The Nicaraguan regime ordered its steamroller of deputies in the National Assembly to declare April 19 “National Day of Peace”, the date that commemorates the civic rebellion of 2018. The decision, five days after that historic date, was given by to meet the Vice President of Nicaragua, Rosario Murillo.
The one dictated by the Nicaraguan dictatorship is rejected by the Mothers of April, young people in exile, opposition leaders and human rights defenders because they consider it a “mockery” of the Ortega Murillo regime in a “desperate” attempt to erase its crimes against humanity.
Young people from opposition groups have also rejected the declaration of April 19 as “National Day of Peace” because the dictatorship only wants to cover up the human rights violations committed since 2018. They assure that a “lack of respect” for memory of those murdered and the Nicaraguan population.

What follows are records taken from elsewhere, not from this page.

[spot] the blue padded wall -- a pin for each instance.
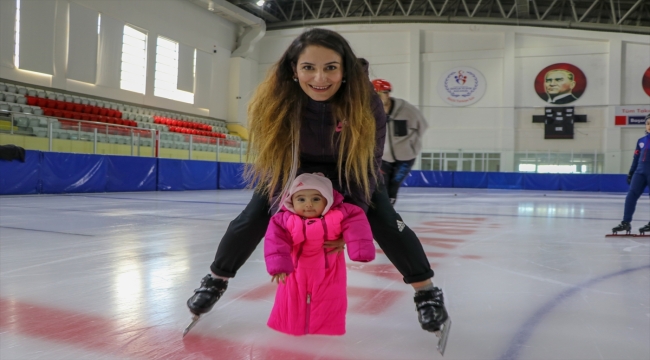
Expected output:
(199, 175)
(579, 182)
(466, 179)
(18, 177)
(73, 173)
(418, 178)
(614, 183)
(505, 180)
(541, 182)
(170, 175)
(230, 176)
(53, 173)
(129, 173)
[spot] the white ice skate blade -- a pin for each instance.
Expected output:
(626, 235)
(195, 319)
(442, 335)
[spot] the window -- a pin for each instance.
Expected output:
(166, 81)
(460, 161)
(134, 60)
(17, 36)
(559, 163)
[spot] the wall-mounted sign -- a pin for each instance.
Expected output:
(560, 83)
(645, 82)
(461, 86)
(631, 115)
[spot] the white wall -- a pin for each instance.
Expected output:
(178, 20)
(413, 56)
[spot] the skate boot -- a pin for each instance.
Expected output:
(207, 295)
(644, 229)
(623, 226)
(431, 310)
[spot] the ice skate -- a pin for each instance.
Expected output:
(644, 229)
(623, 226)
(204, 299)
(433, 316)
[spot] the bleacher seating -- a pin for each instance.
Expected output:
(76, 118)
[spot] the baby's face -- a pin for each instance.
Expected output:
(308, 203)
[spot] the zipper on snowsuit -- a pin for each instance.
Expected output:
(325, 252)
(307, 313)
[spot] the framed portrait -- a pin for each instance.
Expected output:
(645, 82)
(560, 83)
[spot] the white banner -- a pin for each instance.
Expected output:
(631, 115)
(461, 86)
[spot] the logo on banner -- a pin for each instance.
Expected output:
(631, 114)
(461, 86)
(645, 82)
(560, 83)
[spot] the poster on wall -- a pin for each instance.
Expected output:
(645, 82)
(631, 115)
(560, 83)
(461, 86)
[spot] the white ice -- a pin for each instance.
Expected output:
(526, 275)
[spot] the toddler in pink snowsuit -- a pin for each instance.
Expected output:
(311, 296)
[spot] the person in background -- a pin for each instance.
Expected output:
(404, 129)
(312, 296)
(638, 178)
(316, 111)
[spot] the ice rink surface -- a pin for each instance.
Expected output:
(526, 275)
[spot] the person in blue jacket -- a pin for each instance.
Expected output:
(638, 178)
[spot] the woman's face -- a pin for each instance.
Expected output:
(320, 72)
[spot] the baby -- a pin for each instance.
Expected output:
(311, 296)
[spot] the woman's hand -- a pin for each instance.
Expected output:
(279, 277)
(336, 246)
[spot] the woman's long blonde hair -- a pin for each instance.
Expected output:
(276, 109)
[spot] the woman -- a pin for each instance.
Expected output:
(638, 178)
(313, 113)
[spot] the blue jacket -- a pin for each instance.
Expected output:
(641, 161)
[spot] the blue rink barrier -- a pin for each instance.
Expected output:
(55, 173)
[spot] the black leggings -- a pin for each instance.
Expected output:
(394, 175)
(403, 248)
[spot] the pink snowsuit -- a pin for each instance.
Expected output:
(313, 300)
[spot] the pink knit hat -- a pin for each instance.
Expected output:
(315, 181)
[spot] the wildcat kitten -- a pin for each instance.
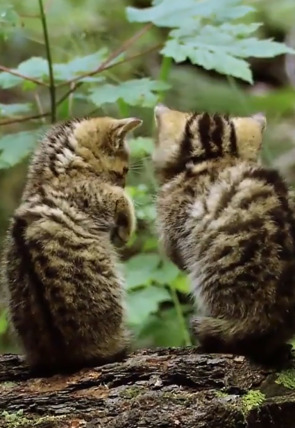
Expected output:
(228, 222)
(60, 264)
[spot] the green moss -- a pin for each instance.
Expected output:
(131, 392)
(221, 394)
(254, 398)
(287, 378)
(8, 384)
(14, 420)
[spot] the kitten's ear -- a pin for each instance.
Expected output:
(261, 119)
(123, 126)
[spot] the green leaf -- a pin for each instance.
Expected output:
(141, 146)
(3, 322)
(166, 273)
(8, 80)
(15, 147)
(36, 67)
(181, 283)
(139, 270)
(162, 329)
(141, 303)
(8, 15)
(209, 57)
(14, 109)
(139, 92)
(175, 13)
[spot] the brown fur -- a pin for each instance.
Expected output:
(227, 221)
(60, 264)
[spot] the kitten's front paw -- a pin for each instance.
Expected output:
(122, 231)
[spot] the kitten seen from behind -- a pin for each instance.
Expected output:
(228, 222)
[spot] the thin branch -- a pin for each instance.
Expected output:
(15, 73)
(23, 119)
(50, 68)
(104, 65)
(74, 87)
(130, 58)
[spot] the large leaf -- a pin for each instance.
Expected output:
(141, 303)
(175, 13)
(219, 48)
(14, 109)
(15, 147)
(139, 92)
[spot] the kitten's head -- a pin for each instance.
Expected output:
(101, 142)
(186, 138)
(96, 144)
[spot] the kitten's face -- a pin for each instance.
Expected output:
(191, 137)
(101, 143)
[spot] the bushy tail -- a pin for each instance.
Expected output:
(243, 337)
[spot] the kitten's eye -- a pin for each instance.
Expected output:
(119, 143)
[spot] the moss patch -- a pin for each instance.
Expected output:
(131, 392)
(14, 420)
(17, 419)
(287, 378)
(252, 399)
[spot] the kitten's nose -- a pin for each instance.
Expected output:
(159, 109)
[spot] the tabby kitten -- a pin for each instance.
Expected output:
(60, 264)
(227, 221)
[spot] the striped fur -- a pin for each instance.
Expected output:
(230, 224)
(60, 266)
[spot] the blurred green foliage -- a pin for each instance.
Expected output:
(120, 58)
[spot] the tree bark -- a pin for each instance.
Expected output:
(152, 388)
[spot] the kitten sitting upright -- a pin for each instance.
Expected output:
(60, 264)
(227, 221)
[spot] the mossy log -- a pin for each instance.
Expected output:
(152, 388)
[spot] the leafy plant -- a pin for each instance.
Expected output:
(212, 34)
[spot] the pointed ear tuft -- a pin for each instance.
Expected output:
(261, 119)
(126, 125)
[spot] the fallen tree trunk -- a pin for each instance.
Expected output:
(152, 388)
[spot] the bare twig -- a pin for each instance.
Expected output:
(22, 76)
(74, 87)
(23, 119)
(104, 65)
(50, 68)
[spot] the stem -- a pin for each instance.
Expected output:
(164, 72)
(23, 119)
(21, 76)
(240, 95)
(181, 320)
(49, 59)
(106, 64)
(76, 86)
(123, 108)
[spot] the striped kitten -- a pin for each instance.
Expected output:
(60, 264)
(227, 221)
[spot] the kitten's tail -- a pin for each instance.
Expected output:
(244, 337)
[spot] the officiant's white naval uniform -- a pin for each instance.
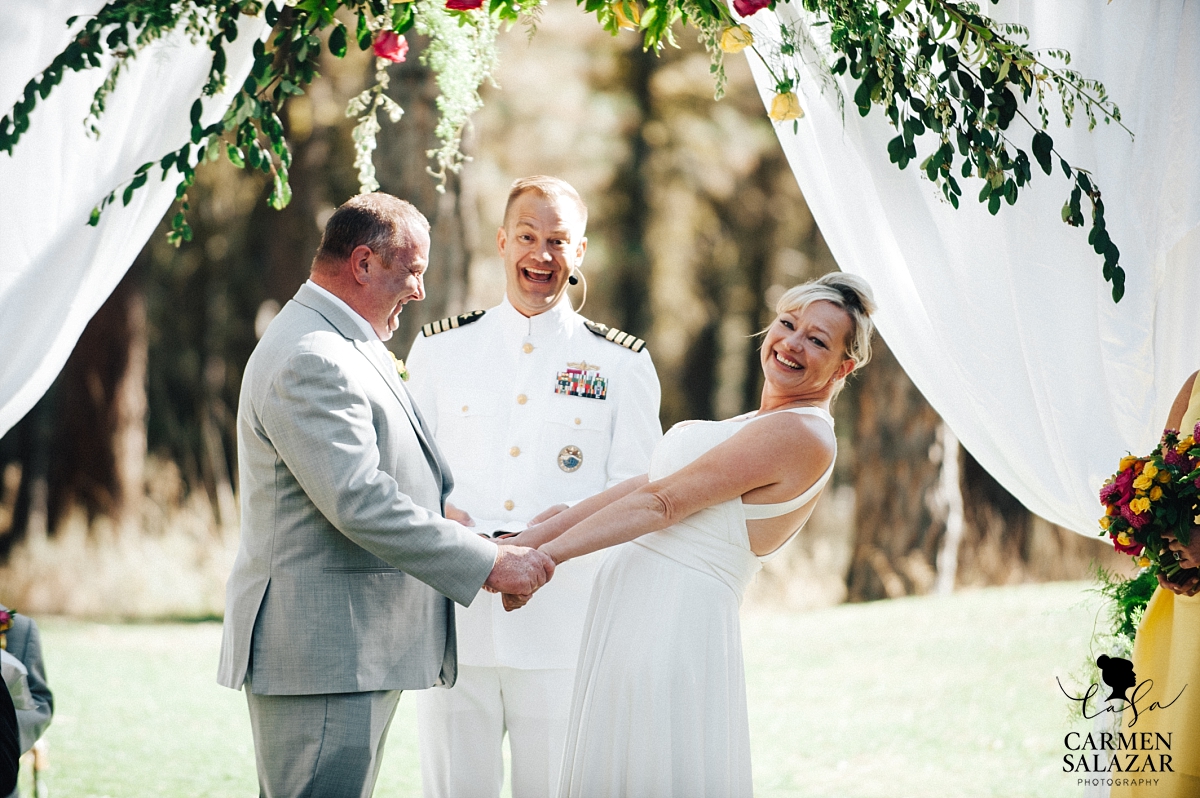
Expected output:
(531, 412)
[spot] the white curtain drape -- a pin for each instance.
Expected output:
(55, 271)
(1005, 323)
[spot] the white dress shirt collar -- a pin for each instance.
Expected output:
(555, 321)
(354, 315)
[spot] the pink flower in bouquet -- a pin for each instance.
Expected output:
(390, 46)
(747, 7)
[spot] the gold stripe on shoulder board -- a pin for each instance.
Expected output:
(617, 336)
(451, 323)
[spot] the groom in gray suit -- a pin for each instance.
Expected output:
(340, 595)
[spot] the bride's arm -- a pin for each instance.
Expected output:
(561, 522)
(787, 450)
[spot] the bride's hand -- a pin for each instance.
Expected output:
(1188, 587)
(513, 601)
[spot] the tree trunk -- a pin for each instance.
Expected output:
(100, 445)
(402, 169)
(897, 468)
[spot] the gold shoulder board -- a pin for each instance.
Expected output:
(616, 336)
(451, 323)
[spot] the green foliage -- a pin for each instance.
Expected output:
(1127, 601)
(935, 67)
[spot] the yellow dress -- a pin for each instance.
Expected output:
(1168, 651)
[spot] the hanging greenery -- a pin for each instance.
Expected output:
(936, 69)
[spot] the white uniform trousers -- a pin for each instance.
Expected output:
(461, 731)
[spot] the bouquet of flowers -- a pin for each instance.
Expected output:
(1153, 496)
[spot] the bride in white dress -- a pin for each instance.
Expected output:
(659, 707)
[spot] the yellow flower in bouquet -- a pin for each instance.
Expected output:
(785, 107)
(736, 39)
(630, 21)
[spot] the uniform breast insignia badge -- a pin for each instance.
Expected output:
(582, 379)
(570, 459)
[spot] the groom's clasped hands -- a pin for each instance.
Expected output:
(519, 571)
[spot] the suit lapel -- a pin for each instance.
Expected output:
(376, 355)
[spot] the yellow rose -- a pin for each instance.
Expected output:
(736, 39)
(785, 107)
(629, 22)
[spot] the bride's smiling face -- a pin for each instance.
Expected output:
(804, 352)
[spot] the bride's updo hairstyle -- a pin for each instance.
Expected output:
(847, 292)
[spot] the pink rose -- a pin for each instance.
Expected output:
(747, 7)
(390, 46)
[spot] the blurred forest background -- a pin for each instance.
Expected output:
(118, 490)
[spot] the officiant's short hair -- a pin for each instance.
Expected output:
(378, 221)
(546, 187)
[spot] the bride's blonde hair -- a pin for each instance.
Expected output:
(852, 294)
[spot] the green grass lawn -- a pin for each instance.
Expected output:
(948, 696)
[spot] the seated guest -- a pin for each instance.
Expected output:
(22, 641)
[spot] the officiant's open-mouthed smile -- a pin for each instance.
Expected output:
(541, 244)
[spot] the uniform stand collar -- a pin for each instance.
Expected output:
(555, 321)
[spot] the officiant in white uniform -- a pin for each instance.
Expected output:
(534, 406)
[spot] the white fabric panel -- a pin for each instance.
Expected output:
(55, 271)
(1005, 323)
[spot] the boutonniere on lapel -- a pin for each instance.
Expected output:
(5, 625)
(401, 369)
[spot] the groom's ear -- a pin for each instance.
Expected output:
(360, 264)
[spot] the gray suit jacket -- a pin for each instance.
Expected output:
(346, 561)
(25, 645)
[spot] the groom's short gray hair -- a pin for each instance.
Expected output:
(378, 221)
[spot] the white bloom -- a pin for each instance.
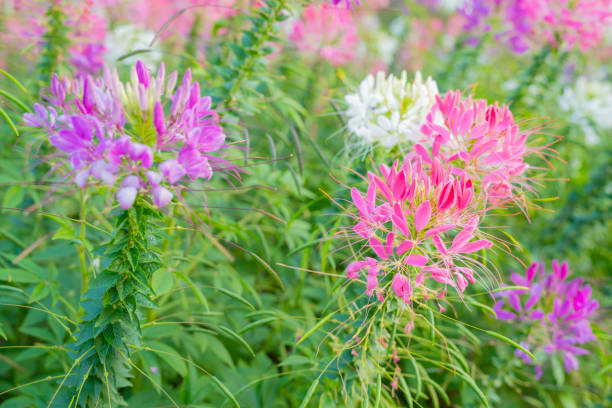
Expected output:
(589, 103)
(127, 38)
(389, 110)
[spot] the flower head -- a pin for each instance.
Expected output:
(389, 110)
(482, 140)
(589, 103)
(326, 31)
(420, 222)
(558, 23)
(554, 310)
(120, 134)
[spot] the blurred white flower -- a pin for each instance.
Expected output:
(389, 110)
(128, 38)
(589, 103)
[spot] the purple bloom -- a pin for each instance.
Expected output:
(110, 131)
(555, 312)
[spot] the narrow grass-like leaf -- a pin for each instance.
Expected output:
(237, 297)
(15, 100)
(510, 341)
(316, 327)
(226, 391)
(378, 391)
(9, 121)
(230, 333)
(417, 375)
(13, 80)
(309, 393)
(256, 324)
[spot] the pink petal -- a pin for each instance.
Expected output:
(389, 243)
(126, 197)
(475, 246)
(359, 203)
(399, 220)
(404, 247)
(161, 196)
(416, 260)
(439, 229)
(377, 246)
(422, 216)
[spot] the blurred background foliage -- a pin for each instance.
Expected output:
(262, 265)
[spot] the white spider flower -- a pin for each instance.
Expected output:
(389, 110)
(128, 38)
(589, 103)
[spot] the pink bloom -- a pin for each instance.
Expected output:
(552, 329)
(483, 142)
(326, 31)
(401, 287)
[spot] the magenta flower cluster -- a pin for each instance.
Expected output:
(421, 218)
(120, 135)
(555, 310)
(530, 22)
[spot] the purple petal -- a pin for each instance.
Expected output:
(126, 197)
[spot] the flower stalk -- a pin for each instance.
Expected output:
(113, 306)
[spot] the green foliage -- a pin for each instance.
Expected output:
(242, 300)
(113, 309)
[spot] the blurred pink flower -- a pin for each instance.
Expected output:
(326, 31)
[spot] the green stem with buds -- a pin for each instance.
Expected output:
(113, 310)
(250, 52)
(55, 42)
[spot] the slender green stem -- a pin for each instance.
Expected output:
(245, 70)
(81, 249)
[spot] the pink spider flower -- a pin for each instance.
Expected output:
(529, 23)
(87, 31)
(326, 31)
(119, 133)
(554, 311)
(405, 217)
(482, 141)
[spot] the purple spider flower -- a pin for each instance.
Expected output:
(555, 311)
(120, 134)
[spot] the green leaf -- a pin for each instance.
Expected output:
(18, 275)
(13, 80)
(510, 341)
(8, 120)
(13, 197)
(309, 393)
(316, 327)
(170, 356)
(225, 390)
(197, 292)
(236, 297)
(256, 324)
(40, 291)
(65, 232)
(230, 333)
(557, 370)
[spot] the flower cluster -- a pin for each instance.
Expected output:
(421, 217)
(482, 140)
(389, 110)
(326, 31)
(529, 22)
(86, 34)
(555, 310)
(420, 221)
(119, 133)
(589, 103)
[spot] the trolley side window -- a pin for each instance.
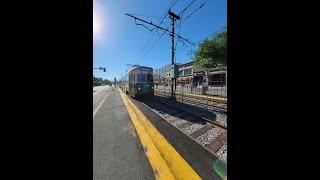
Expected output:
(141, 78)
(149, 78)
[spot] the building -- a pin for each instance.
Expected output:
(190, 74)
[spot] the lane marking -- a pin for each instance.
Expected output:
(166, 162)
(100, 104)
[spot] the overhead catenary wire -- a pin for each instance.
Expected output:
(162, 17)
(196, 10)
(186, 7)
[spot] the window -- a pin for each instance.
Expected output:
(188, 72)
(217, 79)
(149, 78)
(141, 78)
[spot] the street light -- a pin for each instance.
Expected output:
(101, 68)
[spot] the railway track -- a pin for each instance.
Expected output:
(209, 135)
(214, 104)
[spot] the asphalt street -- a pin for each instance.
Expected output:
(117, 151)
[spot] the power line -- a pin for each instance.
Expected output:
(195, 10)
(186, 7)
(159, 27)
(163, 16)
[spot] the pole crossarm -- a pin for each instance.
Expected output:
(150, 23)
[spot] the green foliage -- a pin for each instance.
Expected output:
(212, 52)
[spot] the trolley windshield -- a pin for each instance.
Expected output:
(144, 78)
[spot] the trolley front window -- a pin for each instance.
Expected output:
(149, 78)
(141, 78)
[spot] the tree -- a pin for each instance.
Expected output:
(212, 52)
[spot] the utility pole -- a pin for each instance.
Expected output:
(173, 17)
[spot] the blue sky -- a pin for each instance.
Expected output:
(118, 41)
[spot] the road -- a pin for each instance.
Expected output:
(117, 151)
(119, 154)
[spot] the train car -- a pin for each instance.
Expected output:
(139, 82)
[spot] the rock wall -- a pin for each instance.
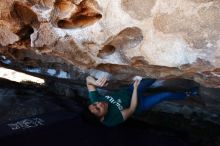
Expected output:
(120, 38)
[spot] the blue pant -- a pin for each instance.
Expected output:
(147, 102)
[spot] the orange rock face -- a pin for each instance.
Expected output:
(157, 39)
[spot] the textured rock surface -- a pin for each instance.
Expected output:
(153, 38)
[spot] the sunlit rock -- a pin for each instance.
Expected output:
(124, 38)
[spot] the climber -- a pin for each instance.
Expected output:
(113, 109)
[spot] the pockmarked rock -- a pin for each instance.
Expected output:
(123, 38)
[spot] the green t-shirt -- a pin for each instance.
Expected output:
(117, 101)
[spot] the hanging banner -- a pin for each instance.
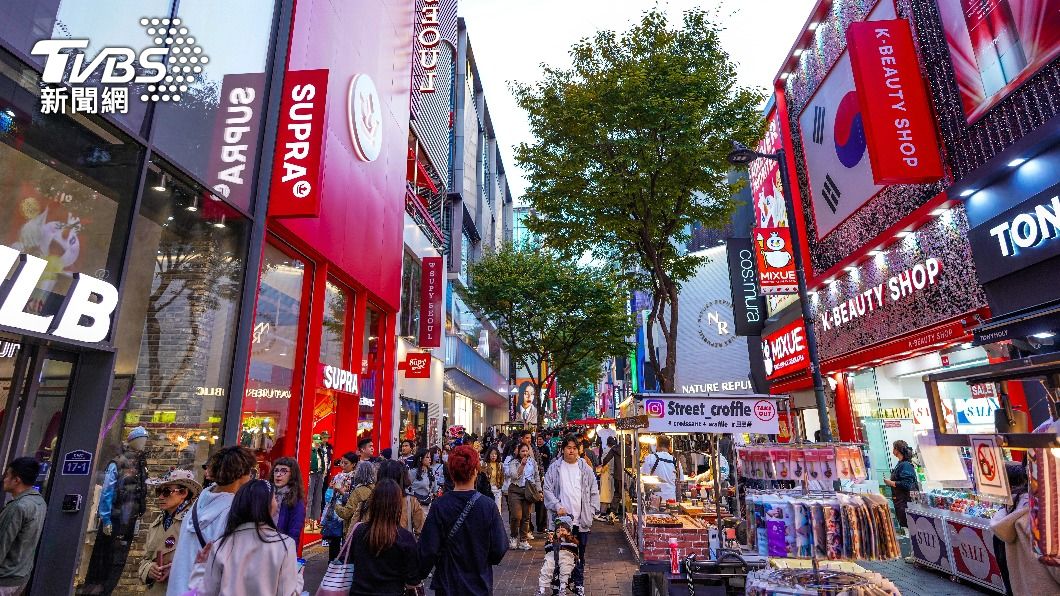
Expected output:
(785, 351)
(989, 468)
(748, 304)
(431, 291)
(296, 169)
(712, 415)
(899, 125)
(776, 261)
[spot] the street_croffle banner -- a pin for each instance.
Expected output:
(890, 204)
(953, 292)
(899, 124)
(431, 291)
(712, 415)
(296, 168)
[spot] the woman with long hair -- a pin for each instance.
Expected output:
(384, 555)
(290, 497)
(903, 479)
(495, 472)
(411, 513)
(251, 557)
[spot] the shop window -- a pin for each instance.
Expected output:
(411, 273)
(371, 369)
(67, 187)
(25, 22)
(272, 401)
(175, 340)
(234, 35)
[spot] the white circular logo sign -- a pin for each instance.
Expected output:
(365, 116)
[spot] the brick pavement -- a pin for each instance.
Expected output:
(610, 571)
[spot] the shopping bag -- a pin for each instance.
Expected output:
(338, 578)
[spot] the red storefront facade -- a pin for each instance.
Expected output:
(322, 352)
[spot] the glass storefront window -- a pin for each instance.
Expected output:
(234, 35)
(272, 403)
(411, 272)
(334, 351)
(67, 187)
(175, 338)
(371, 369)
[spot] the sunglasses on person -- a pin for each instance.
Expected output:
(166, 491)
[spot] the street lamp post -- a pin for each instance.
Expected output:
(741, 155)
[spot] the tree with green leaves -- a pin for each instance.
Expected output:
(631, 153)
(552, 315)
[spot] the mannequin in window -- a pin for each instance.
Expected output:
(122, 503)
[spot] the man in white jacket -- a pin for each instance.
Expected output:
(570, 489)
(230, 468)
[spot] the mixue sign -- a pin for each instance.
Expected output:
(84, 315)
(101, 85)
(899, 126)
(785, 351)
(711, 415)
(899, 286)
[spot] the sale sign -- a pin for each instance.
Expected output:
(899, 125)
(296, 169)
(785, 351)
(776, 261)
(989, 467)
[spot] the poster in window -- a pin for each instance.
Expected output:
(997, 45)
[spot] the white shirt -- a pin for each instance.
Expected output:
(666, 472)
(570, 488)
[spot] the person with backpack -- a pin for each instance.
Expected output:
(463, 536)
(251, 557)
(230, 469)
(384, 554)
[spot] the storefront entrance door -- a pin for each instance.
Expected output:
(36, 383)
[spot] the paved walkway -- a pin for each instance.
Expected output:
(610, 570)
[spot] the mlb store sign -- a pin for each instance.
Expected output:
(712, 415)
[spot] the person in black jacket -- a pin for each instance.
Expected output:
(463, 536)
(903, 479)
(384, 555)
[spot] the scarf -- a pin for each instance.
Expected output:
(280, 495)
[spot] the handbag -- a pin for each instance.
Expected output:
(338, 578)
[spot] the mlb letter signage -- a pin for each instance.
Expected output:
(296, 168)
(899, 126)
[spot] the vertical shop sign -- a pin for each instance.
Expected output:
(776, 262)
(234, 149)
(785, 351)
(296, 168)
(430, 302)
(748, 307)
(899, 126)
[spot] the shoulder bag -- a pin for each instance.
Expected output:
(338, 578)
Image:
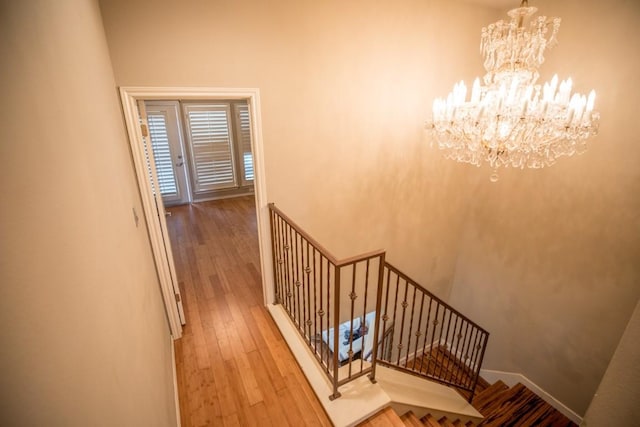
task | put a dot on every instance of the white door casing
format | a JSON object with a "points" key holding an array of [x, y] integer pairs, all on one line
{"points": [[159, 243], [163, 254], [168, 151]]}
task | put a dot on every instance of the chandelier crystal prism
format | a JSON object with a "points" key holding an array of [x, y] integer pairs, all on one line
{"points": [[508, 119]]}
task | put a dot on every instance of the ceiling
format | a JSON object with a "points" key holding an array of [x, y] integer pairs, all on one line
{"points": [[498, 4]]}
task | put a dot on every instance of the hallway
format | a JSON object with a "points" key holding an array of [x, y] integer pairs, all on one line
{"points": [[233, 366]]}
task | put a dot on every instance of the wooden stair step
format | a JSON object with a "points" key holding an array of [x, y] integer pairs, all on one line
{"points": [[384, 418], [489, 394], [430, 421], [494, 403], [444, 422], [520, 401], [410, 420]]}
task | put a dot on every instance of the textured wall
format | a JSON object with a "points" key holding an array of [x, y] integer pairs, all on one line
{"points": [[616, 402], [549, 261], [85, 341], [345, 90]]}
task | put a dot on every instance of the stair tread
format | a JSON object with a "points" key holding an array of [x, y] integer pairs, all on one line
{"points": [[488, 394], [521, 407], [444, 422], [517, 404], [409, 419], [429, 421], [383, 418]]}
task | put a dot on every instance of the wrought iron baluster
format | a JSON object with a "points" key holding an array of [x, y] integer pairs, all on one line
{"points": [[419, 331], [411, 319]]}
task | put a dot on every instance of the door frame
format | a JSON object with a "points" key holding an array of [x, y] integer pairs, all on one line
{"points": [[129, 97]]}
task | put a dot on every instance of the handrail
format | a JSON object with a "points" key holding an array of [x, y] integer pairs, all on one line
{"points": [[435, 341], [333, 306], [435, 297], [335, 261], [327, 299]]}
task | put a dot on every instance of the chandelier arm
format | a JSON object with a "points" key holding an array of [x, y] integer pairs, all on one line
{"points": [[512, 120]]}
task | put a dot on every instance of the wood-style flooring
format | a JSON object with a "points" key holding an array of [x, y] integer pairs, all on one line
{"points": [[233, 366]]}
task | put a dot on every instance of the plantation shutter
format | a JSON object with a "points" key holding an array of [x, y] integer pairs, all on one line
{"points": [[162, 154], [244, 142], [211, 147]]}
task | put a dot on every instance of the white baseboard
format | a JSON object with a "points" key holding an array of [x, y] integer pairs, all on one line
{"points": [[175, 382], [512, 378]]}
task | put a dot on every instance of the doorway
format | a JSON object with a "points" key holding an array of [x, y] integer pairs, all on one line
{"points": [[132, 102], [202, 149]]}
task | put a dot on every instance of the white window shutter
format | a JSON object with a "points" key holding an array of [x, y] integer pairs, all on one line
{"points": [[244, 141], [211, 149], [162, 154]]}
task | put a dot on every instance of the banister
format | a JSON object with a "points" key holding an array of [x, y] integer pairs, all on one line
{"points": [[312, 286], [335, 261], [431, 295]]}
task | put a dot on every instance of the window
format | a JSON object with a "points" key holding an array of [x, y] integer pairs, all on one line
{"points": [[219, 137]]}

Related news: Declaring April 19 “National Day of Peace” is a “mockery” for all the victims of Ortega’s repression
Opposition Ana Quirós, a member of the Political Council of the Blue and White National Unity (Unab), stated that Rosario Murillo’s announcement is an “insult” to the victims of the dictatorship’s hatred against the people of Nicaragua and that it cannot be talk about peace in a context like the one the country has been experiencing since 2018. He says that Murillo only prescribes “the peace of cemeteries” and that this peace is not what Nicaraguans are looking for.
In April 2018, Nicaraguan youth demonstrated in the streets to reject the ineffectiveness of the dictatorship in putting out the flames in the Indio Maíz Biological Reserve.
In that same month, a reform to the pension system and the labor and employer contribution of social security was approved. This unilateral decision of the regime launched the population to protest the repeal of said measures.
The state response was repression, bullets and death. According to updated figures from the Inter-American Commission on Human Rights (IACHR), 355 people were murdered in the context of the sociopolitical crisis. To date, all crimes remain unpunished.
The Community of Dominican Friars, of the La Dolorosa Parishin San José, Costa Rica, expressed his solidarity for the three nuns of the Congregation of the Dominican Sisters of the Annunciata, recently expelled from Nicaragua.
The nuns Isabel and Cecilia Blanco Cubillo, of Costa Rican nationality, and María Albertina González, of Guatemala, attended the López Carazo nursing home, located in the city of Rivas. The three expelled arrived in Costa Rica on Wednesday afternoon. The Diocese of Tilarán-Liberia reported on its social networks that the Blanco Cubillo nuns were received at the Peñas Blancas border post.
Related news: Ortega survey says that there is freedom of expression in the midst of censorship, jail and exile of journalists
According to the results of the Nicaraguan pollster M&R Consultores, 87.9% of Nicaraguans say that there is religious freedom in the country, however it is contradicted by the siege imposed on freedom of worship, imprisonment and exile of priests and expulsion of nuns. The persecution of the Ortega regime has placed Nicaragua in fourth place on the list of the most dangerous countries for Christians in Latin America, only surpassed by Mexico, Colombia and Cuba.
At a global level, the Central American nation slipped into 50th place on the 2023 World Chase List, prepared by the organization Puertas Abiertas. It also explains that the Managua regime considers churches that denounce the “injustices and human rights violations committed by the government” as “destabilizing agents”.
The administration of Daniel Ortega and Rosario Murillo, in line with their diplomatic movements, appointed Sylvia Celina Miranda Paniagua as Nicaragua’s ambassador to Belgium, as a concurrent; after the position had been empty since January 11, when the dictatorship decided to dismiss Zoila Müller Goff from the diplomatic mission in Brussels, who was in the European country for just eight months.
His departure occurred after being declared “non grata” by the European Union after the expulsion of the bloc’s representative in Nicaragua. This Thursday, Gadiel Osmani ArceZepeda was also appointed as the new ambassador in Brazil, who had recently assumed the position of counselor minister at the Nicaraguan embassy in the South American country.